In the email exchanges from Aug. 5 through Aug. 12, the attorneys negotiated an agreement for Aurora officials to drop all charges against the owner of the Aspen Grove apartment complex in exchange for selling the property, leasing it — or a coming up with a “similar disposition” — and assuming up to $60,000 of the cost to board up and secure the building.

Based in Brooklyn, CBZ Management operates rental apartments in New York and Colorado, with 11 properties in Denver, Aurora, Colorado Springs and Pueblo. The three complexes the company owns in Aurora — Aspen Grove, The Edge at Lowry and Whispering Pines — have all been identified by the owners as having been taken over by the Venezuelan gang Tren de Aragua or TDA.

TDA began as a prison gang in Aragua, Venezuela that quickly expanded into the western hemisphere following the economic contraction during the COVID-19 pandemic.

The gang is involved in a sundry of criminal activities that include kidnapping, extortion, money laundering, human trafficking — particularly immigrant women and girls — and drug trafficking.

Federal officials have confirmed their activity in the Denver metro region.

Earlier this month, The Denver Gazette requested emails between CBZ Management’s attorney and the city under CORA In their final response, Aurora officials redacted all but the salutations in the bulk of the emails, claiming the exchanges represented “attorney work product.”

Under CORA, government agencies can assert certain privileges to withhold information. Examples include proprietary information or for a law enforcement investigation or work product, such as drafts. For an email to be “work product,” it would need to contain an attorney’s drafts or theories or impressions shared internally. Put another way, the CORA exemption is designed to protect the thought process for the government entity’s attorney.

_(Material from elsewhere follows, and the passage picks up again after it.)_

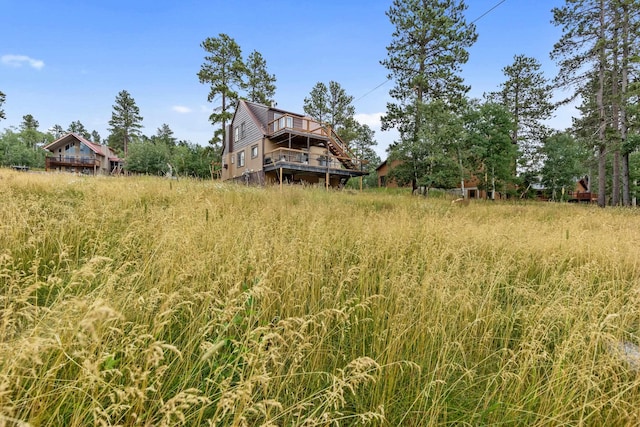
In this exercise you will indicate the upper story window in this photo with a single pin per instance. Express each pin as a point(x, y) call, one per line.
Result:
point(85, 151)
point(283, 122)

Steve Zansberg, a First Amendment attorney in Denver, called the redactions “unjustifiable.”

“The city may assert that the city and CBZ Management shared a ‘common interest’ such that the work product doctrine was not waived, but it is generally understood that adversaries in pending litigation do not share a ‘common interest’ preventing waiver,” Zansberg said in an email to The Denver Gazette.

Last year, Zansberg prevailed in a lawsuit brought by a media coalition that included The Denver Gazette challenging the legality of the Denver school district’s executive session to discuss the policy of returning police to campus in the wake of the shooting that wounded two East High School administrators.

After initially insisting that the redactions were permitted under CORA, city officials backtracked after Zansberg wrote that The Denver Gazette intends to file an application for an order to show cause.

“Upon further review with our records custodian, the use of the privilege of attorney work-product was not correct,” Jack D. Bajorek, deputy City Attorney, said in an email to Zansberg. “The correct privilege should have been ‘settlement negotiations.’”

Because the city had not discussed with CBZ Management’s attorney whether the emails were intended to be privileged, Bajorek released the emails, unredacted.

Jeff Roberts, executive director of the Colorado Freedom of Information Coalition, said that records requesters typically have to accept such denials “because they don’t have the legal resources to fight them.”

“It’s good to see Aurora acknowledge its mistake, but the unredacted records should have been provided to The Denver Gazette when the newspaper first requested them,” Roberts said in an email.

Roberts, whose group was formed in 1987 to promote the freedom of the press and open access to government, added: “It shouldn’t take a lawyer’s threat of a lawsuit for the city to realize that its citation of attorney-client privilege was improper.”